IRCM Researchers

Unprecedented advances in the fields of microfluidics, global quantification of mRNAs of individual cells ("single-cell RNA sequencing") and computational biology now make it possible to decipher gene expression programs that govern the functioning of each individual cell of our body, and the perturbations at the origin of disease. However, since the level of mRNAs does not always correlate with that of the proteins they encode, the direct profiling of the functional actors of the cells, the proteins, appears essential for a more precise and informative determination of gene expression programs with single-cell resolution. Single-cell proteome profiling, including posttranslational modifications and protein interactions, is also invaluable to decipher detailed mechanisms of cell function in health and disease.

Recently, our laboratory initiated the development of single-cell proteomics (SCP) at the IRCM in order to map gene expression networks of individual cells with unprecedented precision. Precision is enhanced by combining SCP with antibody-based isolation of cell sub-populations, the antibodies being identified using phage display screening of recombinant antibody fragments (FAB). This dual method, termed PHAGE-SCP, will be published in 2022.

Our research lay upstream of the development of a new medical paradigm, called cell-based interceptive medicine, which is spreading rapidly in Europe ("LifeTime Initiative") and aims to treat diseases at the first signs of disruption of gene expression networks in cells that branch off from health to disease. To accelerate the development of cell-based interceptive medicine in Québec and Canada, our team has set up the 37TrillionCells initiative (www.37trillioncells.com) which brings together several laboratories around research themes that use common single-cell and omics technologies.

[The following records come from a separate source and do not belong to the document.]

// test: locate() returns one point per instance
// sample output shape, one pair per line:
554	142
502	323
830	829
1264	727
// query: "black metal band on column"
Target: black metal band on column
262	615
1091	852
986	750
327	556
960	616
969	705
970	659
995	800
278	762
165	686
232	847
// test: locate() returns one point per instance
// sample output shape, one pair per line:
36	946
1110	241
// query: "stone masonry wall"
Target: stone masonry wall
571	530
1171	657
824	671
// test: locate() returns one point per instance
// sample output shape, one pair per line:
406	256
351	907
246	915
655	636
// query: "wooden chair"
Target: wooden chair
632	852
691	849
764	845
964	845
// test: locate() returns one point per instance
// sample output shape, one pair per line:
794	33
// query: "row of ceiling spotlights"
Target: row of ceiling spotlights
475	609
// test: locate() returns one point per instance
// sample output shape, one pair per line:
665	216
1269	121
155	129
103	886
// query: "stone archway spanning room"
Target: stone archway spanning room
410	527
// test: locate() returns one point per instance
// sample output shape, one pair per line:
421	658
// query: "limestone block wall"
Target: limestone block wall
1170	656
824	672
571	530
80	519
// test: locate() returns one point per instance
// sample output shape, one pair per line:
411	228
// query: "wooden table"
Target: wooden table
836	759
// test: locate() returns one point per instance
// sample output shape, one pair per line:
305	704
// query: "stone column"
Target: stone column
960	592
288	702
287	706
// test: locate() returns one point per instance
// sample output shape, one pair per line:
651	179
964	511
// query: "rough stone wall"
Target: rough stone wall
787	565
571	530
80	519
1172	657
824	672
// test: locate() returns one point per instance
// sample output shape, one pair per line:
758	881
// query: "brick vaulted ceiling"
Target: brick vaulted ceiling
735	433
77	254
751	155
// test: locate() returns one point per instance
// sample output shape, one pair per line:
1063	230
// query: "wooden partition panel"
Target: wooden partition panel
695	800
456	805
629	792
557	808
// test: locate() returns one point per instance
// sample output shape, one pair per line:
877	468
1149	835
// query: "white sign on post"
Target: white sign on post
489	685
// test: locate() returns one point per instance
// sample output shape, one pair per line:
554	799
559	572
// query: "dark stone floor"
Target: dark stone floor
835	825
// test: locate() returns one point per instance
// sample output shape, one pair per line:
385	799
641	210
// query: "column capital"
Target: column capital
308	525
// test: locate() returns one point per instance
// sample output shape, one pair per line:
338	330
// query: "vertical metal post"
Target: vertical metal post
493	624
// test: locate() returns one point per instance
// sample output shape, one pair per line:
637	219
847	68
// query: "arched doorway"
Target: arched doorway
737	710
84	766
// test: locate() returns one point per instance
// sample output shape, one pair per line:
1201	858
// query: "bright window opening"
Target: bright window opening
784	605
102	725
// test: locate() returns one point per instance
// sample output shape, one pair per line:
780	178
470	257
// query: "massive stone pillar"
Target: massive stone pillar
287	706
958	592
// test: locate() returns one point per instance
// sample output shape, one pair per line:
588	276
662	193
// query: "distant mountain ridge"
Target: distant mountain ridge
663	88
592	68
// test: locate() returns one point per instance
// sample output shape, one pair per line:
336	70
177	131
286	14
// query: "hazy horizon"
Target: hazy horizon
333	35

The PHAGE-SCP pipeline, which is a central element of the 37TrillionCells initiative, promises to revolutionize the understanding, diagnosis and treatment of many diseases, including diabetes which affects more than 500 million people in the world and can cause serious complications. In addition to diabetes and its complications, our team is interested in certain neurodegenerative disorders including leukodystrophies, ALS, and Alzheimer's.

Our work is based on national and international partnerships with academic and industrial groups, promoting an open science approach to accelerate the discovery of medical treatments and the creation of wealth for the economy of Quebec and Canada.